O "cão" foi resgatado após ser atropelado no município de Vacaria, no Rio Grande do Sul, e foi levado ao Hospital das Clínicas. Inicialmente, o animal foi tratado como cachorro doméstico, mas começou a apresentar comportamentos estranhos para a espécie.
Com "olhos semelhantes aos de um cachorro e corpo similar ao graxaim-do-campo", a fêmea apresentava comportamento selvagem e não era nem tão agressiva quanto um graxaim, nem tão dócil quanto um cachorro, segundo os médicos veterinários. O graxaim-do-campo é um mamífero canídeo selvagem típico do bioma Pampa, que come pequenos roedores e aves.
Ao perceberem que o "cão" não queria comer ração ou outros alimentos comuns da espécie, os veterinários decidiram dar ratos ao bicho, que comeu tudo na mesma hora. Por isso, a fêmea foi transferida ao setor que atende animais silvestres.
Cruzamento raro
Após estudarem o animal, os pesquisadores da Universidade Federal do Rio Grande do Sul (UFRS) e da Universidade Federal de Pelotas (UFPel) chegaram a conclusão que o animal era fruto de um cruzamento raro entre duas espécies de gêneros diferentes, sendo um cachorro doméstico macho e uma fêmea graxaim-do-campo.

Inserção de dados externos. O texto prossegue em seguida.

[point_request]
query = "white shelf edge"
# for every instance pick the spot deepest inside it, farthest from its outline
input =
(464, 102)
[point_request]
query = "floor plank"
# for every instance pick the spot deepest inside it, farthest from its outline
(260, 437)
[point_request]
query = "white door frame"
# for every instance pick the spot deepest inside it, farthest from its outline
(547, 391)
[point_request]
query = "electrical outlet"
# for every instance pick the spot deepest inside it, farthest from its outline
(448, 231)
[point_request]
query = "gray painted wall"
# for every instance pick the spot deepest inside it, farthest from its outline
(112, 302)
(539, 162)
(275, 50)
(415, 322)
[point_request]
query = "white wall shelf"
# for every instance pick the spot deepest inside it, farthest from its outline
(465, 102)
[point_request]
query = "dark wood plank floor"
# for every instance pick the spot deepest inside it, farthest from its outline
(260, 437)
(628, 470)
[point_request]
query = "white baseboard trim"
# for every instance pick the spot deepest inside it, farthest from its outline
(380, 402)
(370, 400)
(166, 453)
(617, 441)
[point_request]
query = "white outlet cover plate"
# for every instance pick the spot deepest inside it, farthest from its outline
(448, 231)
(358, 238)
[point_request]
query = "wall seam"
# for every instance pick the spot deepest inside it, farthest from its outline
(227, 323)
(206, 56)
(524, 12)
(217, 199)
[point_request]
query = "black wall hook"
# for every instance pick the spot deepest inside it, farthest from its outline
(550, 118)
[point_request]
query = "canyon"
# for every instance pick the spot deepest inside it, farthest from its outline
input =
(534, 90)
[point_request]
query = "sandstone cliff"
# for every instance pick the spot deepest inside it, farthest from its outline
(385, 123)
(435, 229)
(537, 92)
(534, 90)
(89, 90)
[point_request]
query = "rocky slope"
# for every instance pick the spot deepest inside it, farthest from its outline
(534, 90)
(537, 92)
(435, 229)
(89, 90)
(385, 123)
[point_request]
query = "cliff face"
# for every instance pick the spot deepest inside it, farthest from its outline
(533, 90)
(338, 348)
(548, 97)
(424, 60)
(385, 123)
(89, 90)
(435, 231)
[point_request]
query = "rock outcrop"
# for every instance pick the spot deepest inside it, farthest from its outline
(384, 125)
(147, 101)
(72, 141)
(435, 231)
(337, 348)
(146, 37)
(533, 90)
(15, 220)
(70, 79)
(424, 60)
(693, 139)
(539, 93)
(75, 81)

Este foi o primeiro caso de cruzamento que resultou em um filhote híbrido entre cão doméstico (Canis lupus familiaris) e um canídeo silvestre (Lycalopex gymnocercus) registrado na América do Sul. Entretanto, casos semelhantes já foram documentados na América do Norte e na Europa.
A relação entre o animal doméstico e silvestre, contudo, gerou preocupação entre os especialistas, já que essa aproximação pode causar efeitos na natureza, como transmissão de doenças de uma espécie para outra.
Outro problema é ocorrer a "introgressão", que é quando acontece a transferência de genes de uma espécie para outra. Isso poderia interromper a adaptação dos animais ao ambiente onde vivem, mudando seus hábitos e colocando a espécie em risco.
O caso ocorreu em 2021, mas as descobertas só foram publicadas em agosto deste ano, na revista Animals. A fêmea foi transferido para o Mantenedouro São Braz, em Santa Maria (RS), por determinação da Secretaria do Meio Ambiente do e Infraestrutura (Sema). Ela morreu este ano, mas a causa da morte não foi divulgada.